7. Moreover, I find from the perusal of the averments made in the petition, and the averments made by the petitioners in their representation before the competent authority as well as before the appellate Tribunal, that the petitioners are seeking to make out entirely new case in this petition which was neither pleaded nor any material in that regard was produced before the authorities under the ULC Act. Before the competent officer it was specifically pleaded by the petitioners that the two properties in question, namely, Survey No. 55/3 at Vejalpur admeasuring 2630 sqmts which has been finally resulted in Final Plot No. 82 admeasuring 1845 sq.mts. and Survey No. 110 at Vasna admeasuring 1315 sqmts., which has been reduced to final plot No.15 admeasuring 1020 sq.mts., in which petitioner's father had only 1/5th share were purchased by petitioner's father Gopal, through funds arising out of joint efforts of Gopal and his family members who were doing manual labour and marketing utensils in exchange of old clothes. However, in this petition filed in this Court it has been pleaded for the first time that land which was standing in the name of deceased Gopal was purchased by Gopal's father Umedbhai along with his son Gopalbhai Umedbhai vide sale deed dated 2.7.1934, a typed copy only of which was placed on record as Annexure B to the petition. Obviously, in respect of original plea before the competent officer and appellate authority that property was acquired by deceased Gopalbhai, through joint effort of himself and members of his family and in fact before the competent authority it was specifically stated as noticed by him that according to the petitioners, the property was purchased by Gopal, the plea which has now been raised in this petition is that the property was purchased by father of Gopalbhai. This was apparently not the case before the authorities under the Act.

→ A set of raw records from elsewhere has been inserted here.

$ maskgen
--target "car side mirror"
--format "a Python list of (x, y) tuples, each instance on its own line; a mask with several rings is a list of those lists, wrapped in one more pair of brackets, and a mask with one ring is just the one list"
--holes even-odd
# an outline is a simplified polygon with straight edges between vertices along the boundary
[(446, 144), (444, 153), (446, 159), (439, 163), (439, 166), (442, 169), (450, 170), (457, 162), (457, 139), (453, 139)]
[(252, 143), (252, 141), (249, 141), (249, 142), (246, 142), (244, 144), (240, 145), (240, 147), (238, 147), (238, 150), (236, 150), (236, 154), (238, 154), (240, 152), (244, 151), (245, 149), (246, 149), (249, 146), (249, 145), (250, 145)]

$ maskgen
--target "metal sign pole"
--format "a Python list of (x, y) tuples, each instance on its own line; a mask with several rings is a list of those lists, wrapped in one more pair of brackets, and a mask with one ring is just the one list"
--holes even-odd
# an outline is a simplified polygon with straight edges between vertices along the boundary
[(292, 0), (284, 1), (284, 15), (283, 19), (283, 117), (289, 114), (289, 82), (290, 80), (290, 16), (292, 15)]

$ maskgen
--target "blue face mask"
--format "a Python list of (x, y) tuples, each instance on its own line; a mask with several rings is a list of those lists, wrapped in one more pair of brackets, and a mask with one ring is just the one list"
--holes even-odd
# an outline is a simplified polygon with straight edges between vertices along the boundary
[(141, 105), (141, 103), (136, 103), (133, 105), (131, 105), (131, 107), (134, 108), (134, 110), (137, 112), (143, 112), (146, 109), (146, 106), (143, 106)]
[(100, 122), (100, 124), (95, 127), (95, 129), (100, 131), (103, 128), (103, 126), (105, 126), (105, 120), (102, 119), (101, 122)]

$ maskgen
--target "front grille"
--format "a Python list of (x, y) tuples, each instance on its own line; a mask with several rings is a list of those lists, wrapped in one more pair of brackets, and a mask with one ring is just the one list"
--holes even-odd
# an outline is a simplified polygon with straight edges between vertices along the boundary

8. The petitioners have not led any evidence in support of their plea that there exist a family which was joint in food and living and by their joint efforts of members of that family the property was acquired. These both are the questions of fact depend upon their proof through evidence to be led in that regard. It is not the case of the petitioners that they have led any evidence which was not considered by the competent officer. Mere pleading cannot be taken to be proof of the facts alleged. Therefore to the extent the orders record that the petitioners have not led any evidence in support of their plea that the property is property of joint family, cannot be said to be suffering from any error apparent on the face of record.

9. Whether the property was ancestral on the allegation made by petitioners before the competent officer is a question of fact which depended upon the proof of averments made before the competent officer for treating the property to be joint Hindu family property. The finding that no evidence has been led as well as the final conclusion whether the petitioners have been able to prove their case are both being finding of fact are not liable to be interfered with in exercise of extraordinary jurisdiction under Article 226 as a matter of course by examining the issue as an appellate court, nor the petitioners are entitled to make out altogether a new case requiring investigation into the facts which were not pleaded before the competent officer as well as the Tribunal to call for interference in this petition.

10. Accordingly, this petition fails and is hereby dismissed. Rule is discharged, there shall be no orders as to costs. The order as to interim relief stands vacated.